Lieber mit oder ohne Gütesiegel ins Praktikum? – Interview mit Rolf Herzel
Interview zur Anerkannten Ausbildungspraxis mit Rolf Herzel, Mitglied des bpt-Präsidiums und federführend bei der Einführung des Gütesiegels Ausbildungspraxis.
Was unterscheidet eine Ausbildungspraxis von einer ohne dieses Gütesiegel?
Herzel: Der wichtigste Unterschied ist, dass sich die Inhaber einer Anerkannten Ausbildungspraxis ganz bewusst entscheiden, einen Praktikumsplatz anzubieten.
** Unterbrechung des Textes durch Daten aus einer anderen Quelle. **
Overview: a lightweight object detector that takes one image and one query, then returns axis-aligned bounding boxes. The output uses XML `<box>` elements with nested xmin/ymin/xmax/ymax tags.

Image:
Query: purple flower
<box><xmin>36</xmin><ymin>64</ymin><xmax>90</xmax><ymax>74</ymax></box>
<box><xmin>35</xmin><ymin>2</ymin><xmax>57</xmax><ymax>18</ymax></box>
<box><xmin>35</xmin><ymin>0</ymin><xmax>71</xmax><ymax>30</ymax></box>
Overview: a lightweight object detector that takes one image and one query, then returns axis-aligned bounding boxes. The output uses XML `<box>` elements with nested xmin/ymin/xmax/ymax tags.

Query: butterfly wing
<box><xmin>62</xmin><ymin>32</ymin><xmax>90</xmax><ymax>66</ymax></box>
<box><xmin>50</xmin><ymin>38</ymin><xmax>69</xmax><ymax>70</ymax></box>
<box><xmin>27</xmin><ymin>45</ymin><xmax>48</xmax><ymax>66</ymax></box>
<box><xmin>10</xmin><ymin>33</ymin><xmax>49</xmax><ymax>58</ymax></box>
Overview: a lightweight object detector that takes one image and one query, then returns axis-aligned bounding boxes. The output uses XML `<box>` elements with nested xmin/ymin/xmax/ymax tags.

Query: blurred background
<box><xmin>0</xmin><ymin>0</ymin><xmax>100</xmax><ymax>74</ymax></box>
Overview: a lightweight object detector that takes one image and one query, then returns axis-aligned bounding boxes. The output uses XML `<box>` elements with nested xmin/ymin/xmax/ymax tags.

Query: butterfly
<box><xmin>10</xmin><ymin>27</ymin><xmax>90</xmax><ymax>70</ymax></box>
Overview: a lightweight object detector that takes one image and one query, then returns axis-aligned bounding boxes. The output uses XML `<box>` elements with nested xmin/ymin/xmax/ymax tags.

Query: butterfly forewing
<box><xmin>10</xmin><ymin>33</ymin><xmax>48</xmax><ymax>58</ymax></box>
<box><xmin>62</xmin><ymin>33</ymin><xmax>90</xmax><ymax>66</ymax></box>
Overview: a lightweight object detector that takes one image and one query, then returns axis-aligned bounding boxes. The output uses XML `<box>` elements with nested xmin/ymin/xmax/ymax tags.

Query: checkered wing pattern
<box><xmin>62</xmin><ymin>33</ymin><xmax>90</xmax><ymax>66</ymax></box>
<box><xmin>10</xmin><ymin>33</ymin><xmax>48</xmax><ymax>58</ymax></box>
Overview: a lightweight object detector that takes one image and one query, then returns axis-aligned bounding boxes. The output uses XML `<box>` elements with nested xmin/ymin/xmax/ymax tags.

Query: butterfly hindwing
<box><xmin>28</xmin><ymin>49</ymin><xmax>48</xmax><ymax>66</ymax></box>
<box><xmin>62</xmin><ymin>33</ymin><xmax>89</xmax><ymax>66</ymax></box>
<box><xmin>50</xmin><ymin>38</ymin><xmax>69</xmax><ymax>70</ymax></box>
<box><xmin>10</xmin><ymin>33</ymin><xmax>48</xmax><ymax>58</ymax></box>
Sie wissen, auf was sie sich einlassen, wenn sie sich an der Ausbildung beteiligen, und wollen bewusst ihre Zeit und ihr Engagement investieren.
Wie sieht es konkret aus, ein besseres Praktikum?
Herzel: Das ist eine schwere Frage, denn es hat sehr mit den eigenen Wertvorstellungen zu tun. Ein Riesenvorteil ist, dass es kaum unangenehmen Überraschungen geben dürfte. Wir haben beim bpt Checklisten entwickelt, den Leitfaden fürs Praktikum und den fürs Vorgespräch. Wenn man die hernimmt und auch wirklich ein Vorgespräch führt, dann landet man nicht aus Versehen beim Schweineblutnehmen, wo man doch eigentlich Behandlungsmethoden bei der Katze einüben wollte. Das Vorgespräch vor dem Praktikum ist unheimlich wichtig. Man kann da auch klären, wo man während des Praktikums übernachtet, ob man Selbstversorger ist oder ob es gemeinsame Mahlzeiten in der Praxis gibt. Und natürlich sicherstellen, dass die Chemie stimmt mit dem Tierarzt oder der Tierärztin, die einem etwas beibringen wird.
Wozu Standardisierung?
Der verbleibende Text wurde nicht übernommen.